October 25, 2018
In the matter of Milagros Roman v. Bergen Logistics, LLC and Gregg Oliver, plaintiff filed suit for violations of the New Jersey Law Against Discrimination Act (“LAD”) and for intentional infliction of emotional distress. Plaintiff’s claims were for sexual harassment, a hostile work environment and termination in retaliation for rebuffing her boss’ sexual advances. However, when plaintiff was hired she signed an arbitration agreement, in which she agreed to submit such claims to arbitration and waived her right to seek punitive damages. The clause set forth that:
(i) all (past, present and future) disputes, controversies and claims of any nature (whether under federal, state or local laws and whether based on contract, tort, common law, statute . . .) arising out of, involving, affecting or related in any way to your . . . employment . . . and/or termination of employment by or from Company, the conditions of your employment, or any act or omission of Company or Company’s other employees shall be resolved exclusively by final and binding arbitration before the American Arbitration Association . . . . This Agreement covers all employment matters, including but not limited to matters directly or indirectly related to wrongful termination, . . . discrimination, harassment, retaliation (in the whistle blower or any other context), . . . and any other violation of state, federal or common law . . . . . . . . (iii) neither you nor Company shall file or maintain any lawsuit, action or legal proceeding of any nature with respect to any dispute, controversy or claim within the scope of this Agreement, including, but not limited to, any lawsuit, action or legal proceeding challenging the arbitrability of any such dispute . . . . BY SIGNING THIS AGREEMENT YOU AND COMPANY ARE WAIVING ANY RIGHT, STATUTORY OR OTHERWISE, TO A TRIAL BY JURY AND TO PUNITIVE AND EXEMPLARY DAMAGES . . . . . . . . YOU ACKNOWLEDGE AND AGREE THAT YOU . . . READ THIS AGREEMENT AND . . . HAD SUFFICIENT TIME TO STUDY AND CONSIDER IT AND TO CONSULT WITH COUNSEL OF YOUR CHOICE, THAT YOU UNDERSTAND ALL OF ITS TERMS AND ARE SIGNING THIS AGREEMENT KNOWINGLY AND VOLUNTARILY, AND THAT IN DOING SO YOUR ARE NOT RELYING UPON ANY OTHER STATEMENTS OR REPRESENTATIONS BY THE COMPANY, ITS AFFILIATE OR THEIR EMPLOYEES OR AGENTS . . . .

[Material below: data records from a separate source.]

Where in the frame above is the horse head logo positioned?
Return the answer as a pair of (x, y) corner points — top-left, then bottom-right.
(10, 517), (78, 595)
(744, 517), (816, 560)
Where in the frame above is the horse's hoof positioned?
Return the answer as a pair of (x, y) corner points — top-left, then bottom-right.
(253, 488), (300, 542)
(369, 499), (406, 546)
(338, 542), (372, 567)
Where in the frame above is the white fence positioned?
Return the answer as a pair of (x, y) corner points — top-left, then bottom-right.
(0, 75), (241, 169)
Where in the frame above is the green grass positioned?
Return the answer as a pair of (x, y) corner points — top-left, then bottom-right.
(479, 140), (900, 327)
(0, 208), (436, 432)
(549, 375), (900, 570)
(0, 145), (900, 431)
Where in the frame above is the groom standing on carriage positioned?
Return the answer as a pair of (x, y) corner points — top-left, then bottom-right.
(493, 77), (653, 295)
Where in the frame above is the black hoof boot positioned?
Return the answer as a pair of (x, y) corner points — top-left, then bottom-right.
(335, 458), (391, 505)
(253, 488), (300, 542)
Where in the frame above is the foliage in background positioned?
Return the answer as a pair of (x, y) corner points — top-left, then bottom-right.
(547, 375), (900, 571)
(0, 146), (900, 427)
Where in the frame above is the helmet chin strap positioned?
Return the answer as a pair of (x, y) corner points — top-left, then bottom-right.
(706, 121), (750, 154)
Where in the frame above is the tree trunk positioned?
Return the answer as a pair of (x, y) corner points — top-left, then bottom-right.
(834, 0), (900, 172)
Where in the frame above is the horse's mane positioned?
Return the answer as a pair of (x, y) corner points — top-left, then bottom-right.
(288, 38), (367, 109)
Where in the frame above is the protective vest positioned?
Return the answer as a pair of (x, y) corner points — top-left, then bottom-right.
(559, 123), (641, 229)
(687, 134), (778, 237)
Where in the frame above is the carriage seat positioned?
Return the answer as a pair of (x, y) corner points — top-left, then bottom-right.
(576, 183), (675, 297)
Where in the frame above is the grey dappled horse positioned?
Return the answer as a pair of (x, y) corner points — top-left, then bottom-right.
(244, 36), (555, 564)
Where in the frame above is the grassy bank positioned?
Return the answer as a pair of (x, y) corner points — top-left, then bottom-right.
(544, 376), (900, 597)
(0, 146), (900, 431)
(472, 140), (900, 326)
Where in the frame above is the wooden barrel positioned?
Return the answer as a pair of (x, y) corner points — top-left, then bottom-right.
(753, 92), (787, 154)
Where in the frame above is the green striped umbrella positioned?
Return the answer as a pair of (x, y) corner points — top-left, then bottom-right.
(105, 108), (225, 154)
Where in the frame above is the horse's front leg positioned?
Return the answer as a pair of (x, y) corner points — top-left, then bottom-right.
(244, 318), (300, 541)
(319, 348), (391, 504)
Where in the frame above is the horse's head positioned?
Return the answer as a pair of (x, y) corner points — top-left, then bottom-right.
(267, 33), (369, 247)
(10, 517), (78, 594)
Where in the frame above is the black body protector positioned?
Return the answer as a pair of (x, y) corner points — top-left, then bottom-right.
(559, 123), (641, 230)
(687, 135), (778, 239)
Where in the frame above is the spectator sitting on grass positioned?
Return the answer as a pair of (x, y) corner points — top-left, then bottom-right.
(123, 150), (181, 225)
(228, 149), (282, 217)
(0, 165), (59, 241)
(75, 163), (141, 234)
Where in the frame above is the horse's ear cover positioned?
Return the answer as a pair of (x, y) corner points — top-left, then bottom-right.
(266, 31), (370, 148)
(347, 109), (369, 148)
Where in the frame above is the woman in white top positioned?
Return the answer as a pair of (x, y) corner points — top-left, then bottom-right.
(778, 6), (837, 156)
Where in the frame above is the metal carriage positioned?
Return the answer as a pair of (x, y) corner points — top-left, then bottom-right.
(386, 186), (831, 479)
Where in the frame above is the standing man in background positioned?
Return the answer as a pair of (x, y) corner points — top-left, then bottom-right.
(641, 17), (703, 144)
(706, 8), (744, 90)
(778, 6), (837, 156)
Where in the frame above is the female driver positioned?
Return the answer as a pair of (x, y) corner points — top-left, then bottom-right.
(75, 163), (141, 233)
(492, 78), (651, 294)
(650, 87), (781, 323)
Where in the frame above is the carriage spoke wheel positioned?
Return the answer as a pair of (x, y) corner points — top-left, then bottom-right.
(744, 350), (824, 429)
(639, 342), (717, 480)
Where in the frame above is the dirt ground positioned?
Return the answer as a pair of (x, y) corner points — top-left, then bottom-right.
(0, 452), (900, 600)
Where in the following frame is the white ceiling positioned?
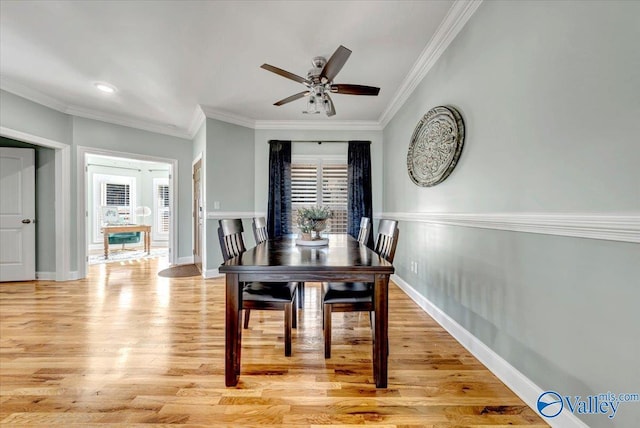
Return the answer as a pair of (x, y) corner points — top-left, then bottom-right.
(0, 0), (460, 137)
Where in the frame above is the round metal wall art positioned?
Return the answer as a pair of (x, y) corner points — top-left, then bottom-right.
(407, 106), (464, 187)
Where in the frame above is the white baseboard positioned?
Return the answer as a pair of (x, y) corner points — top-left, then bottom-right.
(65, 270), (84, 281)
(36, 272), (57, 281)
(391, 275), (588, 428)
(203, 268), (224, 278)
(176, 256), (193, 265)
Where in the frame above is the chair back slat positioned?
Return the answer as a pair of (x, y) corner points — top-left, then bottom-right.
(358, 217), (371, 245)
(252, 217), (269, 244)
(373, 220), (400, 263)
(218, 219), (246, 261)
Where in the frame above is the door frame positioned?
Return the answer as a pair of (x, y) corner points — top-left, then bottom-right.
(0, 126), (70, 281)
(191, 152), (202, 270)
(77, 146), (178, 278)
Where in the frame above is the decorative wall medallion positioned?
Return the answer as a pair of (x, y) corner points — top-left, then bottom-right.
(407, 106), (464, 187)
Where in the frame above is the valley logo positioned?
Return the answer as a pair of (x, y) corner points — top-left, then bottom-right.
(537, 391), (640, 419)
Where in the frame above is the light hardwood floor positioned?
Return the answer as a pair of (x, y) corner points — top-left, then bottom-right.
(0, 260), (547, 427)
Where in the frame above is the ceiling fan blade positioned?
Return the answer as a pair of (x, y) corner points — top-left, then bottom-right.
(260, 64), (311, 86)
(324, 93), (336, 117)
(273, 91), (309, 106)
(331, 83), (380, 96)
(320, 45), (351, 82)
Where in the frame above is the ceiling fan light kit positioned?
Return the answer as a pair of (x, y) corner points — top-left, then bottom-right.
(261, 45), (380, 117)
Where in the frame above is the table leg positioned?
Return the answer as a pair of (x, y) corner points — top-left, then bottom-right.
(224, 273), (242, 386)
(144, 229), (151, 254)
(373, 275), (389, 388)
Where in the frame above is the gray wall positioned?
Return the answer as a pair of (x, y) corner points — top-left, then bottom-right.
(204, 119), (255, 270)
(384, 1), (640, 427)
(0, 137), (56, 277)
(0, 91), (193, 272)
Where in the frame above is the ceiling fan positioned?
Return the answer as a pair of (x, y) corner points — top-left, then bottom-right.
(260, 45), (380, 116)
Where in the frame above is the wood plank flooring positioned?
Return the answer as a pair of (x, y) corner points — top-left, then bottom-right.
(0, 259), (548, 428)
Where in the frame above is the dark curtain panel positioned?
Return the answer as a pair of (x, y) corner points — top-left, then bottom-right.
(347, 141), (373, 248)
(267, 140), (291, 238)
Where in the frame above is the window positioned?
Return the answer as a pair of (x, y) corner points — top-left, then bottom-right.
(152, 178), (169, 240)
(93, 174), (136, 243)
(291, 156), (347, 233)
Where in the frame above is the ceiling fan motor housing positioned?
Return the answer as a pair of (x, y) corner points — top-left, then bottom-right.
(307, 56), (327, 85)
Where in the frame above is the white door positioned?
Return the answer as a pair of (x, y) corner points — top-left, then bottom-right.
(0, 147), (36, 281)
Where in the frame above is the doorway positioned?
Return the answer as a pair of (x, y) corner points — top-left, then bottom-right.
(193, 158), (204, 273)
(78, 148), (177, 271)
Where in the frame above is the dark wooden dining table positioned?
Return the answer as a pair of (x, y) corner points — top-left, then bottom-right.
(219, 235), (394, 388)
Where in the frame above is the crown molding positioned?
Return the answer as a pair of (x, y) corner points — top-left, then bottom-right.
(65, 105), (192, 140)
(0, 77), (68, 113)
(0, 77), (192, 139)
(255, 120), (382, 131)
(0, 0), (482, 139)
(382, 212), (640, 244)
(378, 0), (482, 128)
(200, 105), (256, 128)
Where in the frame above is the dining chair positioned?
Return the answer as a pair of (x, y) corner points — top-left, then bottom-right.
(358, 217), (371, 245)
(251, 217), (304, 310)
(218, 219), (298, 357)
(322, 220), (400, 358)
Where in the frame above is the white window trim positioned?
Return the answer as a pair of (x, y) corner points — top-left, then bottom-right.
(92, 174), (136, 244)
(291, 154), (348, 232)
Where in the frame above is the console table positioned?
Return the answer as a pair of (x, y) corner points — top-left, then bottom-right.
(102, 224), (151, 259)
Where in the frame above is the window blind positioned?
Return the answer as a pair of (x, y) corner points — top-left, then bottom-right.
(291, 160), (348, 233)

Accordingly, defendants successfully moved in the lower court to have the case dismissed on the grounds that plaintiff needed to submit her claims to arbitration. On appeal, plaintiff argued, among others, that the entire arbitration clause was void because it was against public policy to require her to sign an agreement waiving her right to punitive damages. The Appellate Division upheld the decision to the extent that plaintiff was required to submit her claims to arbitration. However, it severed the portion of the agreement in which plaintiff waived her right to seek punitive damages. In making its decision, the Court noted that the LAD was specifically amended to allow for the recovery of punitive damages as they serve several purposes including deterring “egregious misconduct” and punishing the offender. Such a deterrent would be rendered moot if employers were able to obtain waivers of the right to seek such damages by virtue of a valid arbitration clause.
However, equally important to the Court are the “federal and state policies favoring arbitration of disputes” set forth in the Federal Arbitration Act and the New Jersey Arbitration Act. The Appellate Division found no reason in this action not to sever the unenforceable prohibition of punitive damages from the otherwise valid arbitration clause.